Nichtsdestotrotz weiß der Film auf seinen ausgetretenen Pfaden äußerst spannend zu unterhalten. Leider gibt es aber auch einige Szenen, die wie nachträglich eingefügt wirken und die zuvor aufgebaute Stimmung unterlaufen und der Geschichte einiges an potentieller Kraft nehmen. Einmal wird dem nominellen Helden ein innerer Monolog untergeschoben, der scheinbar alle Zweifel über seine Integrität zunichtemachen soll. Dies ist aber schon von daher unglücklich, als damit die Atmosphäre totaler Paranoia untergraben wird. Denn der Film zieht seine ungeheure Spannung gerade daraus, dass man eigentlich ohne Ausnahme KEINER Figur trauen kann. Reizvoll ist auch, dass die Schlüsse und Auflösungen, die der Film aufgrund von Indizien oder einzelnen „Geständnissen“ anbietet, völlig falsch sein können, da zu keiner Sekunde klar ist, wer die Wahrheit erzählt und wer nur eine Rolle spielt. Einer Figur nun eine eindeutig positive Helden-Rolle zuzuordnen, widerspricht diesem Konzept. Da das Stilmittel des inneren Monologs später auch nicht wieder aufgegriffen wird, kann man von einem nachträglichen Kunstgriff ausgehen. Ähnlich verhält es sich mit einer Szene, welche kurz außerhalb der „Paranoia-Hauses“ spielt und zwei Jugendliche zeigt, die mit den Worten „Guck mal, krass“, das Geschehen im Haus über ihre Handys verfolgen. Dies wirkt nicht nur aufgesetzt und wie ein Fremdkörper, sondern nimmt dem Film durch seine gezwungene Erklärung auch das Vage, Mysteriöse, welches zuvor so ungemein zur paranoiden Spannung beitrug.

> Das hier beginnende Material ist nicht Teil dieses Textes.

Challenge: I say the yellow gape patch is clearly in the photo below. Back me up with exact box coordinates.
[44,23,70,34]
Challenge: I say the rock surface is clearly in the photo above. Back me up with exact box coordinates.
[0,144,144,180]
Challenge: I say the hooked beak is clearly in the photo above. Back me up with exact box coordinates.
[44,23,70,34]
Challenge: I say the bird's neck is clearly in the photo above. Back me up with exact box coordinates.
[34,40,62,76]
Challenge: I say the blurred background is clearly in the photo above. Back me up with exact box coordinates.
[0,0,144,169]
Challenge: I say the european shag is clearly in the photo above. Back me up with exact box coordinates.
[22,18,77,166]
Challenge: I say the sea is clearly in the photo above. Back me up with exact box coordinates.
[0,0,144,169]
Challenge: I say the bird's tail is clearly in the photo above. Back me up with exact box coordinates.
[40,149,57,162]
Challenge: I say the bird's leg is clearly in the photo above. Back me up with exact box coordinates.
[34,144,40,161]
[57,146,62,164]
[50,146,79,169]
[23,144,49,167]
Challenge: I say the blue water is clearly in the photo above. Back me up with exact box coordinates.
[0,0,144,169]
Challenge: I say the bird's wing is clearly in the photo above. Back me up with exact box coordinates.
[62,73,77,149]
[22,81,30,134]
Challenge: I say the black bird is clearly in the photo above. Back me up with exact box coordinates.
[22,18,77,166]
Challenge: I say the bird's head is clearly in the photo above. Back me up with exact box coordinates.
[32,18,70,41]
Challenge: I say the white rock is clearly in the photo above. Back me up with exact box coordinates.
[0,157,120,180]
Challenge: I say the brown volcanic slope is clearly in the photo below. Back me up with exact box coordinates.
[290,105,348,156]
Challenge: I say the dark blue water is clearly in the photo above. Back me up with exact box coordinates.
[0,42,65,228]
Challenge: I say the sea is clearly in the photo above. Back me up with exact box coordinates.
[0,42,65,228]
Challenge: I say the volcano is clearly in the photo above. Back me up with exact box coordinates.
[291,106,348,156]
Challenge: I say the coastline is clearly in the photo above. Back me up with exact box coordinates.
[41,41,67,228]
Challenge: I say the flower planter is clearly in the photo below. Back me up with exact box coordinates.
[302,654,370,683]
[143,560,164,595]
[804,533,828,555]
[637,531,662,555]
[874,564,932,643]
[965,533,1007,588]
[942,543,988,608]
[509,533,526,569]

Regisseur Hideo Nakata, der mit seinem wegweisenden „Ring“ vor 14 Jahren die J-Horror-Welle erst so richtig in Gang brachte, verzichtet wohltuend auf allzu vordergründige Effekte und Spielereien. Er ist mehr kühler Beobachter. Dies unterstützt die Handlung enorm. Auch die Schauspieler wissen zu überzeugen, auch wenn sie nicht besonders gefordert werden, da man sowieso nie weiß, ob ihre Figuren jetzt nur eine Rolle spielen oder nicht. Dadurch wirken einige darstellerische Unebenheiten (insbesondere beim Laien-Schauspieler. Takurô Ohno) auf positive Weise irritierend. Zusammengefasst ist „Incite Mill“ ein ausgesprochen spannender Paranoia-Thriller, der mit etwas mehr Konsequenz auch in einer Liga mit seinen großen Vorbilder hätte spielen können.

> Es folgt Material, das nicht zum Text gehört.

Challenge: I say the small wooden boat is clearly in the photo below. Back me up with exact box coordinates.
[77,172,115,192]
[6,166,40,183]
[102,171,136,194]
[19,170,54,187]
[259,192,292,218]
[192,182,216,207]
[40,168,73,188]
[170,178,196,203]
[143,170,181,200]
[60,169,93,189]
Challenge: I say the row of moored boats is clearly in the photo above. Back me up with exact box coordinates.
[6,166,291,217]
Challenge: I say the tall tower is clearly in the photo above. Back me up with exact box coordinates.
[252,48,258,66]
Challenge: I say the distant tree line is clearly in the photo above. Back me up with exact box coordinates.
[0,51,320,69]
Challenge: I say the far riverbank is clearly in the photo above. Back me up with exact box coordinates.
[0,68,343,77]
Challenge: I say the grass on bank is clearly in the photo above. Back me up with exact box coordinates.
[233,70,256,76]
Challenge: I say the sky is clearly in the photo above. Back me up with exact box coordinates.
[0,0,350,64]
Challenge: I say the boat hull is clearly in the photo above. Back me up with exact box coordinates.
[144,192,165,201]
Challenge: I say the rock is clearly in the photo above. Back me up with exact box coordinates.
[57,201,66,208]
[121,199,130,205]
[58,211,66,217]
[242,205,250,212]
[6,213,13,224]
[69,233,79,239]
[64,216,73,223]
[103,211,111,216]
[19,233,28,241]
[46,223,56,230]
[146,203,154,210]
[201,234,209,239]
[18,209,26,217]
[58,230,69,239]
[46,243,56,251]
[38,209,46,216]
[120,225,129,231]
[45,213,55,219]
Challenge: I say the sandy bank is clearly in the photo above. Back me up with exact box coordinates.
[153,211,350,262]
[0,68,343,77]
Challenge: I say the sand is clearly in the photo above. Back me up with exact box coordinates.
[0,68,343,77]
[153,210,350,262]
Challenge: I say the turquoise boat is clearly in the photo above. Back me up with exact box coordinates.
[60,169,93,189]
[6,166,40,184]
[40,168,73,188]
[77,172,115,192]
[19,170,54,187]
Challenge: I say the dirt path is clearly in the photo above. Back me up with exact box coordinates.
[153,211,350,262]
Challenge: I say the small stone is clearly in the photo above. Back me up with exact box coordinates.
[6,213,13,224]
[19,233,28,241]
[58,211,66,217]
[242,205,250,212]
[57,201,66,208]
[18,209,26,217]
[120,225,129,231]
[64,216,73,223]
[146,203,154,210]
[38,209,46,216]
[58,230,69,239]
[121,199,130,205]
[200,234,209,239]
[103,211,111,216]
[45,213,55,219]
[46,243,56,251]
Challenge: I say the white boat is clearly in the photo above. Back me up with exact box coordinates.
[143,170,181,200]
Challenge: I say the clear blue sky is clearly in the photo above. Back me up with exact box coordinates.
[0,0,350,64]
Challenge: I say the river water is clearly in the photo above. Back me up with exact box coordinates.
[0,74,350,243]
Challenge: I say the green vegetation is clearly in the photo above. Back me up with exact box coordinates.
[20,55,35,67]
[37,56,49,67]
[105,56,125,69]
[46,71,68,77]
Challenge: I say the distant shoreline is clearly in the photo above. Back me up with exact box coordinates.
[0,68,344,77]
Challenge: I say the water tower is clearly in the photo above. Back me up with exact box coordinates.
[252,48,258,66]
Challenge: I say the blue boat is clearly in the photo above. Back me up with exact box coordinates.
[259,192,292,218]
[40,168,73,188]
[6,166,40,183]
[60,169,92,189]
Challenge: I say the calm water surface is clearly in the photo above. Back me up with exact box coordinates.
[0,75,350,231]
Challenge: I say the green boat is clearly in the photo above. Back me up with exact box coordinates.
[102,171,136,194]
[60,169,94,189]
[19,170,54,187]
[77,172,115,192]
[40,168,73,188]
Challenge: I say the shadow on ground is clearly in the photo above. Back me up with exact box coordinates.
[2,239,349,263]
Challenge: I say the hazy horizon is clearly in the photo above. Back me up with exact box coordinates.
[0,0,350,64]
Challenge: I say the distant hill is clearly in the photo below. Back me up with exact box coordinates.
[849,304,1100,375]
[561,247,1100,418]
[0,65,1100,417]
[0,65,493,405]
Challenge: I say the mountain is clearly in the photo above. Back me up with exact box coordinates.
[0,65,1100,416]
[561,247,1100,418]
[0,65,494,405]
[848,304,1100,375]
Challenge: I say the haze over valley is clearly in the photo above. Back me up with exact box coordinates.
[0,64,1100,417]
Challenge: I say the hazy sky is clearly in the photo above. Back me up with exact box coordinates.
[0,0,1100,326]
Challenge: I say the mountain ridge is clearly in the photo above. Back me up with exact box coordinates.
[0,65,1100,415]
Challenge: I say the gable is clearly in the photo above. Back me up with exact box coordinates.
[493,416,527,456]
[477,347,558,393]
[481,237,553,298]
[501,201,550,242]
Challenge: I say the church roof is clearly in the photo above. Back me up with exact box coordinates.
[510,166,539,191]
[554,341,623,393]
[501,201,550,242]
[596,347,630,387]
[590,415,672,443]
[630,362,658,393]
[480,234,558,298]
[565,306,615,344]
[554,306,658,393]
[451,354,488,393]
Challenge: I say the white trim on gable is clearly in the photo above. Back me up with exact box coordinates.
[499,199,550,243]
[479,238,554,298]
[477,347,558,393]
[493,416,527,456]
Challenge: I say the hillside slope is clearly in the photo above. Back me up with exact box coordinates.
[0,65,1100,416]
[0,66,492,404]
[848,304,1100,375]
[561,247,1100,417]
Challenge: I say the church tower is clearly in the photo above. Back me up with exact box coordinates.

Die deutsche Synchro bietet Durchschnitt, aber bei japanischen Filmen empfiehlt es sich sowieso immer, die Originalfassung zu wählen. Das sollte aufgrund der vorhandenen deutschen Untertitel auch kein Problem sein. Das Bild in 1:1,85 ist scharf, wenn auch etwas farbarm, was aber an der künstlerischen Gestaltung des Regisseurs liegt. Neben den üblichen Trailern beinhaltet die DVD von Sun Entertainment ein ausgesprochen gelungenes Extra. Ein einstündiges Making-Of, welches komplett aus der Sicht von Takurô Ohno erzählt wird. Takurô Ohno kam durch einen Casting-Wettbewerb zu seiner Rolle und hatte vorher keinerlei Filmerfahrung. Für ihn ist es also auch das erste Mal auf einem Filmset, und er schildert sehr offen und nicht immer schmeichelhaft für ihn seine Erfahrungen. Insbesondere Regisseur Hideo Nakata ist zunächst überhaupt nicht begeistert von ihm, aber so langsam wächst Takurô ins Team hinein, ohne dass die harte Arbeit hinter den Kulissen verschwiegen oder gar romantisiert wird. Sehr interessant. Vom reißerischen Cover sollte man sich übrigens nicht täuschen lassen, da es so gut wie nichts mit dem Film zu tun hat.